3. Extracellular ATP and P2X7 as Modulators of Osteoblasts and Osteoclasts Responses
The role of P2X7 receptor in bone cells has been extensively studied and was recently appraised in several reviews [39–42]. P2X7 receptor is expressed by both osteoblasts [43] and osteoclasts [44, 45] of different species and plays a central role in mediating osteoblast-osteoclasts crosstalk via calcium oscillations [46] and other signaling pathways [39]. One of the main roles attributed to P2X7 receptor in osteoblasts is to promote cell growth and osteodeposition [36] through a series of different pathways including c-fos [47], ERK [48], PI3 K [49], and COX [36]. Moreover, P2X7 likely mediates osteoblast ATP release as shown by the inhibitory effect on nucleotide release of P2X7 blockers [50, 51].

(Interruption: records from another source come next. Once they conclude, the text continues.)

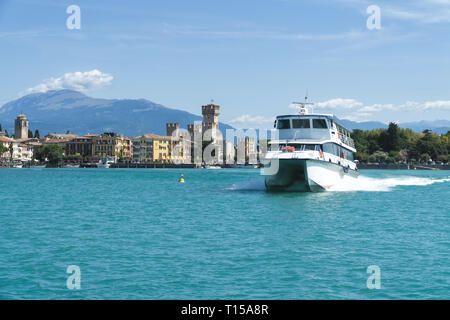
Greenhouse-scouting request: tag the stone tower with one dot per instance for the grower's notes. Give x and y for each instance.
(211, 114)
(21, 127)
(172, 129)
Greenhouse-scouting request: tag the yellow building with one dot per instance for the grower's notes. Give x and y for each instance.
(152, 148)
(111, 145)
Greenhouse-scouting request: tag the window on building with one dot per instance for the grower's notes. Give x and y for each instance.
(284, 124)
(319, 124)
(301, 124)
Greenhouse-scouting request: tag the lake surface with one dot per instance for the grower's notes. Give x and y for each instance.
(138, 234)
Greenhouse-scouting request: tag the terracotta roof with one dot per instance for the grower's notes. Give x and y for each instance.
(6, 139)
(153, 136)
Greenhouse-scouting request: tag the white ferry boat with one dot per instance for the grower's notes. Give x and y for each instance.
(311, 153)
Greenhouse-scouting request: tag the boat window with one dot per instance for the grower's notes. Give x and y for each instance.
(301, 124)
(319, 124)
(283, 124)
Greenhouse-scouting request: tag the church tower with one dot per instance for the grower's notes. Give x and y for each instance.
(210, 123)
(21, 127)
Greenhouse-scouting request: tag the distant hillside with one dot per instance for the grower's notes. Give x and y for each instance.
(62, 110)
(438, 126)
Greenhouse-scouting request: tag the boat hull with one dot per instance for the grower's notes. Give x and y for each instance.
(304, 175)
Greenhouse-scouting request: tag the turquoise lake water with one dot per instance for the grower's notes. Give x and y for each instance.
(138, 234)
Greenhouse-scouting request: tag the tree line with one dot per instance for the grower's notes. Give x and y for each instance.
(395, 144)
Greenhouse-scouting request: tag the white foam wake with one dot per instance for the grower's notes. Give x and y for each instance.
(253, 185)
(363, 183)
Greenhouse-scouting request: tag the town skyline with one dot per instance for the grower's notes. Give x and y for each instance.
(252, 59)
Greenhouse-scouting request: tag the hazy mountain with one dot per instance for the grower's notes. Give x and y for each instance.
(62, 110)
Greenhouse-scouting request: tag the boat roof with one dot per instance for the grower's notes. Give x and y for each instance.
(309, 115)
(330, 116)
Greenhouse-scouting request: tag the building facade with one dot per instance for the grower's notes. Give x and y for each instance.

Skeletal disorders, such as osteoporosis and tumor-induced bone resorption, are caused by increased activity of bone-resorbing osteoclasts. The role of P2X7 in osteoclast biology is still poorly understood. It has been suggested that P2X7 participates in cell fusion, a central step in osteoclastogenesis [52, 53], but osteoclasts from P2X7 KO mice are normal in number and size [54, 55]. P2X7 receptor might, however exert its activity on osteoclast fusion indirectly by extracellular adenosine generation [53] or, simply, by increasing survival via RANKL [44] and NF-κB [56] pathways. The effect of P2X7 knock-down on bone phenotype probably depends on the different mice models considered [57]. Whatever is the role of P2X7 in osteoclast fusion and activation, a reduced activity of the receptor has been associated to increased susceptibility to osteoporosis [58]. All the known polymorphisms of human P2X7 have now been studied in different postmenopausal women cohorts [59–61]. These studies revealed an association between different complications of osteoporosis and loss of function of P2X7; a lower incidence of vertebral fractures in women expressing a gain of function receptor polymorphism was also evident [60]. These data suggest that, depending on the P2X7 polymorphism carried, one could be more or less exposed to osteolytic bone cancer complications.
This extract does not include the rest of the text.